11 KiB
Vector Search MCP - Documentation
A comprehensive Model Context Protocol (MCP) server for vector similarity search operations with pluggable backend support.
📋 Table of Contents
🔍 Overview
This package provides a production-ready MCP server that enables semantic search capabilities through a unified interface. It supports multiple vector database backends while maintaining type safety and comprehensive test coverage.
Key Features
- 🔌 Pluggable Backends: Abstract engine interface for easy backend integration
- 🛡️ Type Safety: Full generic typing with Rust-like associated types pattern
- ⚡ Performance: Caching and async/await throughout
- 🧪 Well Tested: 62+ tests with 100% critical path coverage
- 📚 Comprehensive Docs: Detailed docstrings and examples
Supported Backends
- Qdrant ✅ Fully implemented with async client
- Cosmos DB 🚧 Planned (interface ready)
🏗️ Architecture
Core Components
graph TB
A[MCP Server] --> B[BaseEngine Abstract Class]
B --> C[QdrantEngine]
B --> D[CosmosEngine - Future]
C --> E[Qdrant AsyncClient]
F[Factory with Overloads] --> B
G[Generic Type System] --> B
Design Patterns
1. Abstract Factory with Overloaded Types
# Type checker knows exact return type for literals
engine = get_engine(Backend.QDRANT) # Returns: QdrantEngine
# Generic typing for variables
backend: Backend = some_variable
engine = get_engine(backend) # Returns: BaseEngine
2. Generic Interface (Rust-like Associated Types)

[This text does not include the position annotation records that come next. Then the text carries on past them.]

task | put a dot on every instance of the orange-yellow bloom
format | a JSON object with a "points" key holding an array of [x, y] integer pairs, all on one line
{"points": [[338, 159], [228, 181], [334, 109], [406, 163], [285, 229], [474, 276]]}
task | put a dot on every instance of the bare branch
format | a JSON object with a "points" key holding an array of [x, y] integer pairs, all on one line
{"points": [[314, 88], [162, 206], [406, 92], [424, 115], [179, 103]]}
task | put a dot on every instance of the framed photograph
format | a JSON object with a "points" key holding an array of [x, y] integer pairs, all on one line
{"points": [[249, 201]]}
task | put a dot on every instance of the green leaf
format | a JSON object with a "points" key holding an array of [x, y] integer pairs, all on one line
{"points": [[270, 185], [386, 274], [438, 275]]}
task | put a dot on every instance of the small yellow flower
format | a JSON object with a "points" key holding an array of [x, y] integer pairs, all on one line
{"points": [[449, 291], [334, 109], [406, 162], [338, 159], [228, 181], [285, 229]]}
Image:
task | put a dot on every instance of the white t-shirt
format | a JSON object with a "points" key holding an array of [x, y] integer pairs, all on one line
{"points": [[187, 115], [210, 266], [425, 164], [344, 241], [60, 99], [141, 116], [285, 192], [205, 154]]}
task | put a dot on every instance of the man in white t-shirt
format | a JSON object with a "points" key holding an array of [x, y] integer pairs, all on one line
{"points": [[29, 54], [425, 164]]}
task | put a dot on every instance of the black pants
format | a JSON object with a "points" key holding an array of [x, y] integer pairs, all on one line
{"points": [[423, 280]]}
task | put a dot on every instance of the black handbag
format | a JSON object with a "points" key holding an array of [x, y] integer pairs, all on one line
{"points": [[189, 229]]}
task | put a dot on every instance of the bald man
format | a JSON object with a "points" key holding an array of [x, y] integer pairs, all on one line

class BaseEngine(ABC, Generic[ResponseType, ConditionType]):
# ResponseType: Backend-specific raw response (e.g., list[ScoredPoint])
# ConditionType: Backend-specific filter type (e.g., models.Filter)
class QdrantEngine(BaseEngine[list[models.ScoredPoint], models.Filter]):
# Concrete implementation with Qdrant types
3. Template Method Pattern
async def semantic_search(self, ...):
"""Public interface orchestrates the workflow"""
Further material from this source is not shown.